Joaquin Phoenix turned down previous superhero films specifically because he didn’t want to sign on to the grind of having to come back to the same character again and again. And there would be absolutely no artistic upside in bringing Arthur Fleck back to get punched around by Robert Pattinson’s Batman. While hearing that might be disappointing to fans, it’s significantly better for DC movies. We’re already starting to tire of the cliffhanger endings and “just wait until you see the next one” marketing that accompanies these superhero flicks, as they start to blur together into an undifferentiated mass.

That’s one reason Black Panther was so commercially and critically successful – although it was certainly set in the Marvel cosmos, it wasn’t rigidly beholden to it. Same with Spider-Man: Into The Spider-Verse from Sony. Although they both worked in the standard three-act formula of heroes eventually triumphing over villains, they ventured outside of the presentation that has become a cliche and gave us something that felt new, like Joker does.

Joker

The Next Joke

What makes comics so interesting is their vast field of potential. While Marvel’s Cinematic Universe hooks viewers in with the promise of a network of connections and references to get (or read about afterwards on the Internet), the fractured continuity of the major comic book universes points to the eventual collapse of that model. Both Marvel and DC have rebooted and retconned their timelines dozens of times. Pretty soon, your movie actors are going to age out of your spandex as well, and then where will you be?

How much better, then, to go the other way and tap into the multiverse? And not just the idea of “here’s the superhero you know, but with a different costume, watch him fight,” but in a way that harnesses the charge of these iconic characters to make movies that have the idiosyncratic vibe of a Joker. Movies where the good guys and the bad guys aren’t smashed against each other like action figures. Movies that aren’t so occupied with setting up the next movie, and the one after that, that they can’t take the time to let great actors make gutsy choices with interesting scripts.

Think about the kinds of stories you can tell when you don’t have to end your film with a big superpowered punch-up (or the closing of a CGI vortex)? If superhero movies want to avoid the risk of burnout, they’re going to need to embrace change. For all its faults, Joker shows us one way that could happen, as do projects like Venom, the comedy-centric Deadpool movies and Fox’s long-delayed New Mutants film, which was supposed to be a straight up horror flick starring Xavier’s young students. None of those movies have “heroes,” but they were all interesting.
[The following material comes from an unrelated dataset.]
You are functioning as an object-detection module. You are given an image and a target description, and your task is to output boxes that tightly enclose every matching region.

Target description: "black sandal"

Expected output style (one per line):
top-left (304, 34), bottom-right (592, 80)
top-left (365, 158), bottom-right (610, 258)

Imagine movies that took the rich lore of the Marvel and DC universes and explored them in different directions. Imagine a Fantastic Four movie along the lines of something like Annihilation, where the cosmic ray-changed quartet grapple with the changed nature of their lives instead of smashing up Dr. Doom. Or take Jonathan Hickman’s recent reboot of the X-franchise as a way to explore mutant-human relationships and futuristic science, instead of a one-way path to CGI energy explosions before the credits (and near-mandatory post-credits scenes). Ava DuVernay’s upcoming New Gods has us intrigued for just that reason – although the Kirby originals are choked with bombast, they’re also morally rich, complex and super weird, and we can’t see her and Tom King settling for just another good vs. evil plot.

Comic books haven’t been kid stuff for decades. It’s time for comic book movies to make the same transformation. We’re not arguing for everything to be another Joker. We do love a good superpowered slugfest, and always will. But if the genre is going to be more than just a fad, it needs creators willing to push outside of the commercially successful comfort zone and really embrace what makes these fictional universes special beyond beefy guys with their underwear on outside of their spandex.